Ogden smiled. "One thing we did find was a small electric key-cutting jig. Also, a lot of the names on her phone records match what we found in Cashman's files. Does that make you wonder what her role was."

"What do you know of the setup?"

"I'm no expert," Ogden cautioned, "but it looks like Cashman ran a whole crew of spotters, thieves, drivers, choppers, money handlers, and whatever else he needed to identify, steal, and get rid of high-end cars, mostly SUVs. From what I could see, he was shipping them right out of New York to places like Russia, the Dominican Republic, South America, you name it."

"How did that stay under wraps for so long?"

"He had a cell system. Old trick: You make sure none of your people knows anybody else inside the organization. That way, one of them gets busted, he's all the cops end up with. Pretty neat, really, but it takes brains and a flair for organization."

"Which explains why you think Cashman was a lieutenant and not the boss?"

"No doubt in my mind," Ogden agreed. "The problem with that kind of structure is that sooner or later, one guy is going to have more knowledge than the top man is happy with, unless, of course, that boss is running the whole show, which is pretty unlikely."

"Why?"

"Skill levels. The real brains with the international contacts is probably not going to be the same man who knows where to find and control the local worker bees. It's just asking too much of a single individual. Besides, it's clear from Cashman's files that he had someone he reported to."

"And that is?"

Ogden shook his head. "Dunno yet. That'll probably be up to the task force to figure out. Cashman just used a cipher name. It won't be hard to figure out, though, not with everything we found. We-or they-just need to turn over that one last rock. Then maybe we'll all get what we want, including you."

They'd turned back now in the ebbing light and had almost retraced their steps. Coming up even to Budd Wilcox's place, they were stopped by the oversized man coming out onto his porch and saying to them in a quiet voice, "I just heard John was killed."

Ogden reacted without emotion. "Where'd you hear that?"

"One of your patrol people."

Ogden frowned slightly, glancing at the group of uniforms gathered up the street. Gunther sympathized. No matter how professional the department, people liked to talk.

But Ward Ogden apparently saw no reason to deny it. "Yeah. Sorry you had to find out like that."

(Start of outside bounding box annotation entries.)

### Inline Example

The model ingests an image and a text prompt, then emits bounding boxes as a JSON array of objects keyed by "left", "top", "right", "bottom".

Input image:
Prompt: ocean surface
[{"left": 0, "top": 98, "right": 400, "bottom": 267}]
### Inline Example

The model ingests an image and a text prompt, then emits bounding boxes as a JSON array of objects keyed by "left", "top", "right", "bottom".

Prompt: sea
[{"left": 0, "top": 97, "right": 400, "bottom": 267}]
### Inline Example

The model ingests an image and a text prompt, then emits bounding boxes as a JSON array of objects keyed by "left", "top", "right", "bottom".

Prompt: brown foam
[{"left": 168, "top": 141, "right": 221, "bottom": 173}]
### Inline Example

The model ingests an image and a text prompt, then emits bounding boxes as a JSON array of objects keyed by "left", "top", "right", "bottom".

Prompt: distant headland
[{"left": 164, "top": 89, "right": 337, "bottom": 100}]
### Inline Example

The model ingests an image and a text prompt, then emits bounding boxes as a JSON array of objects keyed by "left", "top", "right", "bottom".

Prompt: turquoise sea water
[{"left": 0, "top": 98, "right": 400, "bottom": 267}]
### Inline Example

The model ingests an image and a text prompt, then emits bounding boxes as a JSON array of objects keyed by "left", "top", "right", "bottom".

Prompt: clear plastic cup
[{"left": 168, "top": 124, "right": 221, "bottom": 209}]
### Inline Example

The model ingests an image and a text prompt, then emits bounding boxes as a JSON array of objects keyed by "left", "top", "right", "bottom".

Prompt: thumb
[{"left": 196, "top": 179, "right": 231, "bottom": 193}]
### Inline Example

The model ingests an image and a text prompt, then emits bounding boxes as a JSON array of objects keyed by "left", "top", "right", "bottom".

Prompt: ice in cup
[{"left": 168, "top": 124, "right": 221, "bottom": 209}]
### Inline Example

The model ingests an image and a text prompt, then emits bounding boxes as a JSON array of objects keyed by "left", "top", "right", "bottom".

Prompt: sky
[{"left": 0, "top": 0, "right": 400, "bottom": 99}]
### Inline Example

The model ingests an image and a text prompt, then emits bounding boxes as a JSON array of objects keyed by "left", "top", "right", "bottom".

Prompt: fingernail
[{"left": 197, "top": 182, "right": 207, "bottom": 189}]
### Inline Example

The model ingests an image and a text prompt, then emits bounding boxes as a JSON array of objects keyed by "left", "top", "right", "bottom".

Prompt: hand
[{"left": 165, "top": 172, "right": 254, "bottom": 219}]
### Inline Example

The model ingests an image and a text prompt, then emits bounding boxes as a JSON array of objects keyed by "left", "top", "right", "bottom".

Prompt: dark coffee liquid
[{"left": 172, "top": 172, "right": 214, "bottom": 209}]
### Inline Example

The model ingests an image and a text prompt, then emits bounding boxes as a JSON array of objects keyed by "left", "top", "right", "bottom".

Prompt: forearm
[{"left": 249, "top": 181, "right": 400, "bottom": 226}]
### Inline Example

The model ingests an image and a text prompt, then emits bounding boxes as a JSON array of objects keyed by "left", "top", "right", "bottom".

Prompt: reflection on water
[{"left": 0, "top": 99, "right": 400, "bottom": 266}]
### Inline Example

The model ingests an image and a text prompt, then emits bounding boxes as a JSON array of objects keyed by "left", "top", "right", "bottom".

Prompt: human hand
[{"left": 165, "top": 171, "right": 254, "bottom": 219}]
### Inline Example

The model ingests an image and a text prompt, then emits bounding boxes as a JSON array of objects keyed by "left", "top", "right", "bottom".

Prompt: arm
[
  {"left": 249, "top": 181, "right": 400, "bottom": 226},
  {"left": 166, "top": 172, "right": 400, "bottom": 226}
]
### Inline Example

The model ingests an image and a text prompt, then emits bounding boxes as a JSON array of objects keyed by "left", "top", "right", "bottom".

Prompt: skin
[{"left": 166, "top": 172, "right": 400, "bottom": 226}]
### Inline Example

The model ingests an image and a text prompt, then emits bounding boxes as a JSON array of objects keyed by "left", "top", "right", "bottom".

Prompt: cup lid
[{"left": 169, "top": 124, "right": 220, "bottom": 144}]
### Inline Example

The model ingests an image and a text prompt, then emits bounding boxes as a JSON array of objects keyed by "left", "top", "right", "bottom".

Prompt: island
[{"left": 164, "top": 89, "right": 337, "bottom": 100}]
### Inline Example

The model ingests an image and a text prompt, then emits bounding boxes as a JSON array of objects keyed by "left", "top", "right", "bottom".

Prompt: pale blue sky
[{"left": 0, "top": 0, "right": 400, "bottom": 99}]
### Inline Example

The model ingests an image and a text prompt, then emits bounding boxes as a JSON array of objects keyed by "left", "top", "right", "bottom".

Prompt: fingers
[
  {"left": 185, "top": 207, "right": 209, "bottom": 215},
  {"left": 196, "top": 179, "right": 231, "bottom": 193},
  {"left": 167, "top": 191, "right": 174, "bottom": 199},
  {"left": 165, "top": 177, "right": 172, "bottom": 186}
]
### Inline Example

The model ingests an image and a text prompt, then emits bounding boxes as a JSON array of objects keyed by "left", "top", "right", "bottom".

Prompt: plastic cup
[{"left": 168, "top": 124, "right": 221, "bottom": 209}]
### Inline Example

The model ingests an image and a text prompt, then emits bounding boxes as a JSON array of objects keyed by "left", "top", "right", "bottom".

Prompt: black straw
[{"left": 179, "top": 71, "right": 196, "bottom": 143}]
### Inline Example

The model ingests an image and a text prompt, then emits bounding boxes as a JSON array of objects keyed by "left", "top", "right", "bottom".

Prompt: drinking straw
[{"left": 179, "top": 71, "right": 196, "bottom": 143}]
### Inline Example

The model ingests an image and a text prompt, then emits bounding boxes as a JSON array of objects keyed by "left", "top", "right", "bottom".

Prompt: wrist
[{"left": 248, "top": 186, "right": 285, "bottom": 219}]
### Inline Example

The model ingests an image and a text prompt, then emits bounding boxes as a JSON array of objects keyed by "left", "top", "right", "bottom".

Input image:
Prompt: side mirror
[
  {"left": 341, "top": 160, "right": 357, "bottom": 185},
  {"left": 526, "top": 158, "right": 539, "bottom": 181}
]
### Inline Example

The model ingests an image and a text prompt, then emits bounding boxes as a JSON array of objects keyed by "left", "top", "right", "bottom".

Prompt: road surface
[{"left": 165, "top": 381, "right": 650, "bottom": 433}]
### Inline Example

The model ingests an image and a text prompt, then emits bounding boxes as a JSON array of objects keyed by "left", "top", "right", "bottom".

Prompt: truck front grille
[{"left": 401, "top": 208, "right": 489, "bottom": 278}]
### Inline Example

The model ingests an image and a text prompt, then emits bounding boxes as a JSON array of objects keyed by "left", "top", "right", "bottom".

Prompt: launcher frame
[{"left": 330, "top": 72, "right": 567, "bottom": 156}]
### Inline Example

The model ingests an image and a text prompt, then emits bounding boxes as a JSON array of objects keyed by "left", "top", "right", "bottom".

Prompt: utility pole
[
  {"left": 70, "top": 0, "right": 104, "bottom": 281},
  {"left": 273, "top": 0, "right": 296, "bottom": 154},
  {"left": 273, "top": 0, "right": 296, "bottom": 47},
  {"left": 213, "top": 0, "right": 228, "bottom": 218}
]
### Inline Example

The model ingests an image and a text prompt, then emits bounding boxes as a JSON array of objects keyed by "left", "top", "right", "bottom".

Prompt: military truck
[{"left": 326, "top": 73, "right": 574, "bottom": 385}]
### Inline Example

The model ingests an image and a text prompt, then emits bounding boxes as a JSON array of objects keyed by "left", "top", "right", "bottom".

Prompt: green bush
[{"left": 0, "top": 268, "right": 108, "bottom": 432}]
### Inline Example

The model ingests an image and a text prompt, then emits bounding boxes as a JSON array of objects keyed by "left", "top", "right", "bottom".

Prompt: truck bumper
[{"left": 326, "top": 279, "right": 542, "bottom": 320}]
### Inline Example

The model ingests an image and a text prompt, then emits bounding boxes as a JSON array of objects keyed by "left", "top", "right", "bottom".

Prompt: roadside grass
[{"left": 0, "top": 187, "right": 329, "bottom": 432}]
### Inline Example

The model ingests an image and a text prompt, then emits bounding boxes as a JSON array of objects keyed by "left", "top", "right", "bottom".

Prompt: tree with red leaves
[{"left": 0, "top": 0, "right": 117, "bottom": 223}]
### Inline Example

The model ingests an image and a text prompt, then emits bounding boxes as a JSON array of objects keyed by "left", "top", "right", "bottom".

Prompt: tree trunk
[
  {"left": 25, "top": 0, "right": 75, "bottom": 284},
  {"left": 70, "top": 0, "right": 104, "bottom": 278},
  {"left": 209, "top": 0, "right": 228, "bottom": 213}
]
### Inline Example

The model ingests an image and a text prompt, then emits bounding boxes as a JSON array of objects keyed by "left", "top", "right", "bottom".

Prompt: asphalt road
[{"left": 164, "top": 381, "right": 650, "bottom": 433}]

Wilcox stepped off his porch. He was carrying a large envelope in his huge hands. "That's okay. I guess he knew it might happen."

"How so?"

"He gave me this," Wilcox said, tearing open the envelope and spilling its contents out into his opposite palm.

"Whoa," Ogden burst out, startled at the big man's initiative. "Let me do that."

He relieved him of the documents and asked, "You know what this is?"

"Nope. He said to hand it over to the cops in the event of his death."

The phrase was said formally, and it was clear Budd Wilcox felt he'd just relieved himself of a chore directed from the netherworld. Without further ado, he turned on his heel, retreated to his porch, and said, just before closing the front door behind him, "It's all yours now."

Ogden leafed through the contents of the envelope in the light cast by a nearby streetlamp. He chuckled slightly and showed Gunther what he had. It looked like a date book, several letters, an address book, and a sheaf of documents. "Remember that last rock I was talking about? Well, here he is, and proof that Mary Kunkle was blackmailing him. No wonder she never showed up on the welfare rolls and was such a shoo-in to get into the Re-Coop. I guess Cashman was saving up for a rainy day."

Chapter 23

Willy Kunkle stood in the darkness, as he had so often in years past, watching, waiting, one half of him alert and utterly tuned in to what was happening around him, and the other drifting, almost meditative, like a bird on the wing simply enjoying whatever breeze happened by. It was the part of his spirit that he usually put to sketching on a pad he routinely carried in his stakeout car, clipped to the steering wheel as an impromptu easel.

That struck him now as a quaint self-indulgence, like a combat soldier's daydreaming about mowing the lawn back home-mundane, incidental, and completely without meaning anymore.